Sam Brodbeck: Inflation’s drag on our pension allowances

Sunak’s freezing of pension tax relief allowances has a pernicious effect in an era of runaway inflation says Sam Brodbeck personal finance editor, The Telegraph

Little has been left untouched by Russia’s invasion of Ukraine. Add to the growing list the British tax system. Because a U-turn on planned rises to National Insurance rates from April must surely now be under consideration.

Even Chancellor Rishi Sunak’s most steadfast supporters must see that hiking taxes on pretty much the entire population is not realistic given the once-in-a-generation fall in living standards we are about to experience. The price of energy is the chief culprit and the war means bills are now certain to rise even higher than was feared as Russian crude supplies and natural gas are choked off.  

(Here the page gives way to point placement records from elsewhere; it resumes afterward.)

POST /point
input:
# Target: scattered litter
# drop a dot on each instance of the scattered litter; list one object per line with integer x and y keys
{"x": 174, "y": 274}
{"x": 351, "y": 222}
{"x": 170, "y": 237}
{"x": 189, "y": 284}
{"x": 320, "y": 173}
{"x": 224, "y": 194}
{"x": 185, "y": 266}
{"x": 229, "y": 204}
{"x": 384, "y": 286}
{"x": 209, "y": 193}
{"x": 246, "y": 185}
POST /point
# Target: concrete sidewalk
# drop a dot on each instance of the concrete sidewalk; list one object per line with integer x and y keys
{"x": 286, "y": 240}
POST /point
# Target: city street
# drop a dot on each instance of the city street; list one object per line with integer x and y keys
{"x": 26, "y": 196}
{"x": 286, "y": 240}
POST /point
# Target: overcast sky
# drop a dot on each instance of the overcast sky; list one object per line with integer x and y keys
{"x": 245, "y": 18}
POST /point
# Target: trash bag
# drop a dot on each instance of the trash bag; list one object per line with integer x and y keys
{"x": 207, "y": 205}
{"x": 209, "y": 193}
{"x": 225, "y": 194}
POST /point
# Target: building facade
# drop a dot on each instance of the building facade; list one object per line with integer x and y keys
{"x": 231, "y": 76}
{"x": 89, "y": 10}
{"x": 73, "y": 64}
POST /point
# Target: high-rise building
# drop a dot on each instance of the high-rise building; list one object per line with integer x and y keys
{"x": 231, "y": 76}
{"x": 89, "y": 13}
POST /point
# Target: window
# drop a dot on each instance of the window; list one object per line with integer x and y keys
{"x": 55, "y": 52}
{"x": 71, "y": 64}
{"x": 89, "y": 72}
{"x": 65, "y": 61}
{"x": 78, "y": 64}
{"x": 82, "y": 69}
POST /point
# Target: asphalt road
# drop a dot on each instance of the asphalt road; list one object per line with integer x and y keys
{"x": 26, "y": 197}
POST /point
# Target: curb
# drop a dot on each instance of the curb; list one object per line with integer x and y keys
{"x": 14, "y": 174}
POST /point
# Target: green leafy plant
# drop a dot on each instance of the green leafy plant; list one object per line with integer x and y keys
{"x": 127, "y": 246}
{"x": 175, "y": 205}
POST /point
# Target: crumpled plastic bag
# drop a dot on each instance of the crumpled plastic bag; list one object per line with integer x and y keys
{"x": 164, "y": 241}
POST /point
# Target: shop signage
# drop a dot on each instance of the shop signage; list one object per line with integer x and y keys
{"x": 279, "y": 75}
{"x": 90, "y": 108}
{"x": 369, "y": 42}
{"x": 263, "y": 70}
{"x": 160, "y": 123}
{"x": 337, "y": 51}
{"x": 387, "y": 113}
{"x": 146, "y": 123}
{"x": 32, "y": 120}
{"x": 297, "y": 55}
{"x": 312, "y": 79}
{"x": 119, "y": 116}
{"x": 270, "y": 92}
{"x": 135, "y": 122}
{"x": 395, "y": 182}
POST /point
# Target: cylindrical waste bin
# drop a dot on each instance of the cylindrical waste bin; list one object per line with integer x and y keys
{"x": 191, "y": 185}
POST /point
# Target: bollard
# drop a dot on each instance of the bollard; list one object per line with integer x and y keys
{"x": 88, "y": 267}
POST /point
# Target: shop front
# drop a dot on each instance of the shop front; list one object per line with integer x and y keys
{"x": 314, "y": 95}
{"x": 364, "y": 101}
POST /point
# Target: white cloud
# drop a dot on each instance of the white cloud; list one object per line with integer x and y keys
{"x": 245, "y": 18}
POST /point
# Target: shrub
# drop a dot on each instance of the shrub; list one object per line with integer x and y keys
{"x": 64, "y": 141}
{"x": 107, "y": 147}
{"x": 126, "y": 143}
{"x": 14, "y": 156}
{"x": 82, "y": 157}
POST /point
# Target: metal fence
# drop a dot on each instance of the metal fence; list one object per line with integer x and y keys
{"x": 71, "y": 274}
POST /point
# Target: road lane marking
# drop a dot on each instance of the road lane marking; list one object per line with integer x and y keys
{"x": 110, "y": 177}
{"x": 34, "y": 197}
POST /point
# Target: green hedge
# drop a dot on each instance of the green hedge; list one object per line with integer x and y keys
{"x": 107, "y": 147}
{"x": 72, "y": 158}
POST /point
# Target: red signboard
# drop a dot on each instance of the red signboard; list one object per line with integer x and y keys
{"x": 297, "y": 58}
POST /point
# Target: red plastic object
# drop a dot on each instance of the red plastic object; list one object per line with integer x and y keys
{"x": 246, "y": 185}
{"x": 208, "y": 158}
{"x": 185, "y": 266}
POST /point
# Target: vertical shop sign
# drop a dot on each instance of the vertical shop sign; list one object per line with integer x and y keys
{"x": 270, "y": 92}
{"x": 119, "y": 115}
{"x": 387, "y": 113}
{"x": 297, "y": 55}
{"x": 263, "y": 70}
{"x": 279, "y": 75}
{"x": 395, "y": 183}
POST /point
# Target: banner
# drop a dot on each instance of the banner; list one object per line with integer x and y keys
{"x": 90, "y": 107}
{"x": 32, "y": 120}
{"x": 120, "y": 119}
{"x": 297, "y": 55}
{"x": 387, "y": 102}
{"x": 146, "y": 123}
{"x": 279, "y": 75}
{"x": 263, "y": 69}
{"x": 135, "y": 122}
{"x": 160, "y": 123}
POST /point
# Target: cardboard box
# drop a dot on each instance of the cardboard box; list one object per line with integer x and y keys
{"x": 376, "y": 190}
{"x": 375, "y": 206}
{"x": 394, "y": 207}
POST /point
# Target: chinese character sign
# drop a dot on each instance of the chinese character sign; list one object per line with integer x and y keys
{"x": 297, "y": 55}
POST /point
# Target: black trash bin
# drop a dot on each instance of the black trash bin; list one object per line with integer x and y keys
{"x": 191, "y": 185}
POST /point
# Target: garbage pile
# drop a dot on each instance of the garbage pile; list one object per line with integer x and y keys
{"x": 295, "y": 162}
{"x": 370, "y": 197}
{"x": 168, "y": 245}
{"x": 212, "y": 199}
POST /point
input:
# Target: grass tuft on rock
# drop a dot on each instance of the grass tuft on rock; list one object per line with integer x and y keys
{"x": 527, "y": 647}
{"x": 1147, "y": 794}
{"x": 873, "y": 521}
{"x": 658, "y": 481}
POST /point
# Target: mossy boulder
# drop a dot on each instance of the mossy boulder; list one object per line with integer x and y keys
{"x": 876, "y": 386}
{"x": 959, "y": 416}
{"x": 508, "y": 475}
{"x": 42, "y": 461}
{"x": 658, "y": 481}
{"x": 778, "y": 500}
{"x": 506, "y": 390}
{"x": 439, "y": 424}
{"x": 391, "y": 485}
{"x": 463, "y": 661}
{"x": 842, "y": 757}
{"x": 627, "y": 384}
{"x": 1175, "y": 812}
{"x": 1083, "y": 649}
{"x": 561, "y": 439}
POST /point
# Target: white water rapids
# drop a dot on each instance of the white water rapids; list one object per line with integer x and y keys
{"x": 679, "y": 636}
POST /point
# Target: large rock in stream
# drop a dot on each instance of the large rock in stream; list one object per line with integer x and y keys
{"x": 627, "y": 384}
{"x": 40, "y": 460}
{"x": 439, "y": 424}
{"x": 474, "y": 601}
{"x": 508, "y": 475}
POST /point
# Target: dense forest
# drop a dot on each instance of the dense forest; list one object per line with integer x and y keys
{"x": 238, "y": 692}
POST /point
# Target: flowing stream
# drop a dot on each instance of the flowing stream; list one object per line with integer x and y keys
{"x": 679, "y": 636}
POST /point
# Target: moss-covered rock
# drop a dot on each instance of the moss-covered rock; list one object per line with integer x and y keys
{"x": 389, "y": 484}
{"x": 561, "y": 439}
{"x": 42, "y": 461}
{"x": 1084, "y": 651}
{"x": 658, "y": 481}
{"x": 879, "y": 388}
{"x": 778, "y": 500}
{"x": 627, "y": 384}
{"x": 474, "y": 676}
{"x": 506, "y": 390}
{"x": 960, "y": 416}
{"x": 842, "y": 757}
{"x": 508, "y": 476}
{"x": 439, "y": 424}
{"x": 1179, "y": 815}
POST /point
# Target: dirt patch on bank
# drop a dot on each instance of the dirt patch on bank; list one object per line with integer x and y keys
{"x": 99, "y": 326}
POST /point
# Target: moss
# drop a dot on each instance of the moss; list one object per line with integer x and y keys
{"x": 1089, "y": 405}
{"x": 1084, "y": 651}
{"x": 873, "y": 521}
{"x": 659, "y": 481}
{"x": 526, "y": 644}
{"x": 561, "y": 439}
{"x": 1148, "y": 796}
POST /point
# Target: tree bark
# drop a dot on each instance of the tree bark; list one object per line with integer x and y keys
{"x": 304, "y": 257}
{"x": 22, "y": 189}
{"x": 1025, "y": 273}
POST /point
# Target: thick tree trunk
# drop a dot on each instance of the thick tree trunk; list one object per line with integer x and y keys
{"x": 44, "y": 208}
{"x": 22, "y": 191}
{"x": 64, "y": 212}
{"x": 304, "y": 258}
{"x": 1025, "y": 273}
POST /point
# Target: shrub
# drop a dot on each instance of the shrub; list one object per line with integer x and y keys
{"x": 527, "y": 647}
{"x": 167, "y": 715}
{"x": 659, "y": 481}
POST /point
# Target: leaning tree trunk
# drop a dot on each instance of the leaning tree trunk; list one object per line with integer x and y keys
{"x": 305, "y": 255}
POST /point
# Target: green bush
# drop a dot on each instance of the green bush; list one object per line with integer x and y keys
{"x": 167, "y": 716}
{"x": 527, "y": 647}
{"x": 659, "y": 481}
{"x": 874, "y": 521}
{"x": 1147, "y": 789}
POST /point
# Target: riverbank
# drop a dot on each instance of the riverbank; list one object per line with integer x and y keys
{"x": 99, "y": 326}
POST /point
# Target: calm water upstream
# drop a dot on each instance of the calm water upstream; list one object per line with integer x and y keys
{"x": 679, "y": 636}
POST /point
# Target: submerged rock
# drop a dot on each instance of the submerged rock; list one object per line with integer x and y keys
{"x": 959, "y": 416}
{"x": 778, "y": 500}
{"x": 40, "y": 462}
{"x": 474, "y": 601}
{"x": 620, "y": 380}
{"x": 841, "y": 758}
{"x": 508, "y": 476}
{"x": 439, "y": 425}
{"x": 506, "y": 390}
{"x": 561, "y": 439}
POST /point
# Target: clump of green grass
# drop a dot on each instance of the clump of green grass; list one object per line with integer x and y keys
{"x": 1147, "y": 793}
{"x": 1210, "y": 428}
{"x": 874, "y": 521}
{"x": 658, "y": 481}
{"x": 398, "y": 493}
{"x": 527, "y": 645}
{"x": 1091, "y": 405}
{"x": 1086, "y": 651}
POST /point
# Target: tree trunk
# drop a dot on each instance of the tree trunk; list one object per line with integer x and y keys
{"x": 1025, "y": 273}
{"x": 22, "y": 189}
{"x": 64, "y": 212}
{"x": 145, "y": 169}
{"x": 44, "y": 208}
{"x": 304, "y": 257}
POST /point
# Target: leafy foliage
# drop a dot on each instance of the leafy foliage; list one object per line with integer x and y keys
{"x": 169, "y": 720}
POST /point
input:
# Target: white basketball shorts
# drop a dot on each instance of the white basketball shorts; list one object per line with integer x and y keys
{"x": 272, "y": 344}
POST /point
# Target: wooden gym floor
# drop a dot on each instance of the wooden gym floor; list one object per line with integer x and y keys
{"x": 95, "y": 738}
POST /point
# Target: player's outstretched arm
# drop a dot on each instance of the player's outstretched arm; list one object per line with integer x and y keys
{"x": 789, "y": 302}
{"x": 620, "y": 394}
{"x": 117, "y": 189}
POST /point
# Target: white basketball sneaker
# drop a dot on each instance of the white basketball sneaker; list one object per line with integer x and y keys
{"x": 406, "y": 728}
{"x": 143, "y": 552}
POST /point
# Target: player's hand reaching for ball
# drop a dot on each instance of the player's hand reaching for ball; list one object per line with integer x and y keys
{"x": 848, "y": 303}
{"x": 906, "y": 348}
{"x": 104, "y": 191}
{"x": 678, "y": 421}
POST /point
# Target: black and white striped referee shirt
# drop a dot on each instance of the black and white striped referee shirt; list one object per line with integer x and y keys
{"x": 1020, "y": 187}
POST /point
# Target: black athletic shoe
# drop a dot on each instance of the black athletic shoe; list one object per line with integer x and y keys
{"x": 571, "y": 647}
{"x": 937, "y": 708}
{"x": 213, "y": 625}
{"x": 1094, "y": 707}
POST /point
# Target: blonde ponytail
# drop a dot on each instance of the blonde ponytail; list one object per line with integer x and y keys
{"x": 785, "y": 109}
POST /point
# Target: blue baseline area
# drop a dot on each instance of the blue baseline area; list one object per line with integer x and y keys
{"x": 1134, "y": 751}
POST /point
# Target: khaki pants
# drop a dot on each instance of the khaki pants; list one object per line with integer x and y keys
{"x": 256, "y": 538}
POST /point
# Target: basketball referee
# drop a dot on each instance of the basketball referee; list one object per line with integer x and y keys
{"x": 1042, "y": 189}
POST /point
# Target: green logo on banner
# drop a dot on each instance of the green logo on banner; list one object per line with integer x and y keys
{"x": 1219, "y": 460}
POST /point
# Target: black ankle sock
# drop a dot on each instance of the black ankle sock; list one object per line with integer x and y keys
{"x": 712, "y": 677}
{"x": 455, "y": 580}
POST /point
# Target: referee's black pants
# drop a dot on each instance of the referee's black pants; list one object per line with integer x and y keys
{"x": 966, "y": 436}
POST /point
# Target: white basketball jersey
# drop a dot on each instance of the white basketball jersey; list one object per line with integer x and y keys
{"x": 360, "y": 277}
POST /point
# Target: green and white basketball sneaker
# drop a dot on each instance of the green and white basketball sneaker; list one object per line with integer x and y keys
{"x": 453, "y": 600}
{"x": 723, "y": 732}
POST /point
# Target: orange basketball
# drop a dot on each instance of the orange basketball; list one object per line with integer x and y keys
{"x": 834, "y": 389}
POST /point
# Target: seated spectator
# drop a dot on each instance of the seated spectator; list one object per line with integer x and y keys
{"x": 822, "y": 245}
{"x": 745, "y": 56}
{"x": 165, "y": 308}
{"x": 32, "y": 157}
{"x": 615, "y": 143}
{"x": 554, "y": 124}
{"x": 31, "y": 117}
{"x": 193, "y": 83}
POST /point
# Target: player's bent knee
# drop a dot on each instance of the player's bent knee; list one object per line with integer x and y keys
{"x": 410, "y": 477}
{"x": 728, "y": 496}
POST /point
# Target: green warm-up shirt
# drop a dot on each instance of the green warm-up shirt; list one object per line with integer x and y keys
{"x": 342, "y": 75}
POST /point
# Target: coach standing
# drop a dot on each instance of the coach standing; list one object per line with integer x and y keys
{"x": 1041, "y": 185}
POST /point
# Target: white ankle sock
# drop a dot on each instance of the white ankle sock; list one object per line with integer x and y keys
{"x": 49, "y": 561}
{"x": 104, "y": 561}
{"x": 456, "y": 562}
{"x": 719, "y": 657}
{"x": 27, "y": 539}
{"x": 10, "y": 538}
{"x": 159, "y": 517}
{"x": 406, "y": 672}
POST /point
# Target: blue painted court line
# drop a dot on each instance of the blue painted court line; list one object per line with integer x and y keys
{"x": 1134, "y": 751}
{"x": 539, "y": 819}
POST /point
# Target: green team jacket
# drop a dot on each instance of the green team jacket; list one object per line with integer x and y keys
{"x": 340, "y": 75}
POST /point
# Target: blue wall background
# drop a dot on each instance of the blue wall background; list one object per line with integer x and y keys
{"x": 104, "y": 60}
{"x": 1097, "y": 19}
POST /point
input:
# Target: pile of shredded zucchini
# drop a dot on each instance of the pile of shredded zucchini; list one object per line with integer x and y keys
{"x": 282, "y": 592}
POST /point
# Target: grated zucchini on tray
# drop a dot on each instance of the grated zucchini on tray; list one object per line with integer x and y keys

Pension lifetime allowance tax charges are less eye-catching than NI rises but just as damaging to those hundreds (yes, hundreds) of thousands of extra savers that will end up paying a penal rate of tax as a result of Mr Sunak’s fiscal drag ruse.

It’s why the Telegraph recently launched a campaign calling on the Chancellor to quickly thaw the freeze to lifetime limit on pension savings before it is too late. The cap was stuck at £1,073,100 in April 2021 and will not budge until at least 2026 under the Treasury’s plan. Compare this to the £1.8m the allowance was worth at its peak a decade ago. And all this from a political party supposedly in thrall to pensioners.

In real terms, the effects of the freeze are staggering if inflation does continue to run hot. The war has further tightened bottlenecks in global supply chains caused by the pandemic, Brexit and other factors, and it looks like it will be a long time until the Bank of England is anywhere near its official 2 per cent target.

If the cap was still pegged to inflation it would be on course to reach £1.37m by 2025, £300,000 more than it is today. That figure assumes the cost of living rises at 5 per cent annually, which is likely to drastically understate the problem given that the Bank thinks inflation will top 7 per cent next month.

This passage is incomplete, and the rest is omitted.